Reconozco que no siempre las cosas resultan como esperamos, y bien en el ámbito personal o profesional, siempre no encontramos algún que otro revés que tenemos que sufrir. Pero yo no encuentro otra forma de superar estos malos momentos y estados de baja moral o incluso baja autoestima, que llenando los pulmones de aire, dejarlo salir lentamente, y mientras te concentras en ti mismo y en los que te rodean, levantar los puños y apretar los dientes para seguir con más fuerza. Lo demás es tan simple como fácil de decir: buscar ese punto de adrenalina que haga que te muevas, que se despierten tus sentidos y que te muevan a levantar la mirada al frente y ponerte delante de toda la corriente encontra, con cierto grado de chulería si hace falta.
Siempre se acaba yendo hacia arriba, incluso cuando piensas que es imposible. A veces llegas tan abajo que la única manera de seguir hacia algún lado es ir hacia arriba. Hay que buscar lo positivo, confiar en nosotros mismos y en los que nos apoyan.
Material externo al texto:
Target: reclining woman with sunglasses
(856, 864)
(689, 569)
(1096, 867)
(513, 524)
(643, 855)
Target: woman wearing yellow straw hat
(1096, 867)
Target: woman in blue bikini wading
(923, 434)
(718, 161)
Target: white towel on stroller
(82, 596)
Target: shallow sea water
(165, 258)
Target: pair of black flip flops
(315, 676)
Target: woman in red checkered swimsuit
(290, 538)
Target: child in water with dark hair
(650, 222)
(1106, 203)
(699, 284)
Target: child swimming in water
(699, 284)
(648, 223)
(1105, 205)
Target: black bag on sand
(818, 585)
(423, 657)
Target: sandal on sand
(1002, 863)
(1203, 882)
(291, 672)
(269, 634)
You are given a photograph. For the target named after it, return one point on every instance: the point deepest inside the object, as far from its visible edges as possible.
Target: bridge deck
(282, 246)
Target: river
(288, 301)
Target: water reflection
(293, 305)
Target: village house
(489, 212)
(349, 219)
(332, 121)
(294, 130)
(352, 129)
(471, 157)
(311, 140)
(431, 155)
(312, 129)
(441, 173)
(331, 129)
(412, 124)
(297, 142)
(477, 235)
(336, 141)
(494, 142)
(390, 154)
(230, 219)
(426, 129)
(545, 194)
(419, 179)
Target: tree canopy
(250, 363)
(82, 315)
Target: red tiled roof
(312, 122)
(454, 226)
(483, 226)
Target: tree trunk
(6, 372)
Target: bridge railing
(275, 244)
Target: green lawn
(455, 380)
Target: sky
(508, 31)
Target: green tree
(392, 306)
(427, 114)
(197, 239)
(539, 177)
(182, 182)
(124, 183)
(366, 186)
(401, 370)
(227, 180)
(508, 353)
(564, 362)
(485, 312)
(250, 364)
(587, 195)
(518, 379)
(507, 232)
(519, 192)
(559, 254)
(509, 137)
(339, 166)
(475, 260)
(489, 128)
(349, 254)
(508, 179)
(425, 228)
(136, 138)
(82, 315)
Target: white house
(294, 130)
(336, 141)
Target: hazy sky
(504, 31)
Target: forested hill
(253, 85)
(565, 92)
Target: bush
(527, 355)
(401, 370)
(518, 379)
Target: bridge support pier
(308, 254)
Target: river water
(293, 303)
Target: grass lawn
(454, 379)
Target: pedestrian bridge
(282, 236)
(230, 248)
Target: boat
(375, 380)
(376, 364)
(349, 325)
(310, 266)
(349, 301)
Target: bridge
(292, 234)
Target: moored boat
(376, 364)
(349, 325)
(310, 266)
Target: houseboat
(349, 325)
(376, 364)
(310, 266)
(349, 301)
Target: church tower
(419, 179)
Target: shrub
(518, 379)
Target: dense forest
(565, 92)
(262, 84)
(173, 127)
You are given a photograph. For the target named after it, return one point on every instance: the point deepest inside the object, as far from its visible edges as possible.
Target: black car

A veces es difícil, y soy el primero en reconocerlo, pero por muy mal que se den las situaciones y por muchas puertas que se cierren, o te cierres, siempre hay otro tren a la vuelta de la esquina esperando entrar en esa vía en la que te encuentras dispuesto a llevarte a una estación con más colorido.
Hay quien lo llama echarle huevos, otros pillar el toro por los cuernos, o ser positivos ante esos reveses,…, cómo sea, pero cuando se tiene un problema o una preocupación, hay que pensar en todo lo positivo que tenemos y mirar hacia adelante con firmeza, porque siempre, siempre se sale del pozo y la vida te acaba dando un empujón hacia arriba cuando menos te lo esperas.